The third-generation of Volkswagen’s Tiguan SUV will continue with plug-in hybrid power
Volkswagen has been out testing the new Tiguan and these latest spy images give us our best look yet at the all-new model. Both the design and powertrain lineup won’t drastically change from the outgoing model, and with the looming 2030 ban on petrol and diesel cars as well as VW’s focus on its ID range, this could be the last Tiguan model.

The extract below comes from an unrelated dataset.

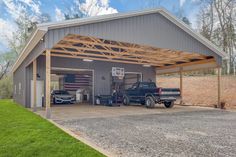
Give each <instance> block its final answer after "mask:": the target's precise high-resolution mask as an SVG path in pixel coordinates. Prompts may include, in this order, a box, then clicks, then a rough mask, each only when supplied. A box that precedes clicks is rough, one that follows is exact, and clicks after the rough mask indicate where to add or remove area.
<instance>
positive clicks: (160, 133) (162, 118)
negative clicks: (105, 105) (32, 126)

The current Tiguan has been on sale since 2015 and the new model is scheduled to debut in 2024, meaning its lifespan will likely run over the 2030 threshold. Previous reports have talked of Tiguan mules running on electric power – however, a pure-electric mode of a hybrid powertrain is much more likely than a full BEV given Volkswagen’s investment into its ID range of electric cars and the existence of the similarly-sized ID.4.
- Top 10 best SUVs to buy 2022
At the front of this test car, we see a revised grille with a closed-off upper section which gives it a similar face to its ID siblings, while the lower grille has grown over previous test cars for extra engine cooling. The front bumper has also been changed over previous mules, now incorporating larger side air intakes.
The proportions of the new car look similar to current Tiguan, but it looks like it’ll grow in size to be closer to the Touareg SUV; it’s not clear whether we’ll see another seven-seat Tiguan to rival the likes of the Mercedes EQB. At the rear, there’s significant suspension droop which might be caused by a new hybrid system. Also at the back we expect to see two individual rear light clusters rather than the full-width LED rear light VW likes to keep for its ID cars.
The MQB Evo platform that underpins the Mk8 Golf, Cupra Formentor, Audi A3 and Skoda Octavia should be used for the next Tiguan, given it’s an evolution of the MQB A2 found on the outgoing car. This would allow the new Tiguan to use the same range of plug-in hybrid powertrains as the Golf.
We can also expect a similar engine lineup to the Golf with a mix of petrol and TDI diesel engines alongside the hybrid models. The larger, heavier Tiguan will probably forgo the Golf’s entry-level 109bhp 1.0-litre unit, starting with the 148bhp 1.5-litre turbocharged petrol four-cylinder. A mild-hybrid eTSI version could also feature. 148bhp and 197bhp diesel models could make their way over from the Golf and above that, we expect to see a plug-in hybrid model with 238bhp. A hot Tiguan R with running gear lifted from the Golf R is a possibility.
We expect the inside of the new Tiguan to look similar to the Golf, rather than the minimalist cabins of the ID cars. The latest version of VW’s Digital Cockpit Pro should feature two 10-inch screens. Practicality should be improved with the addition of the MQB Evo platform too, with boot space rising from the current car’s 520 litres.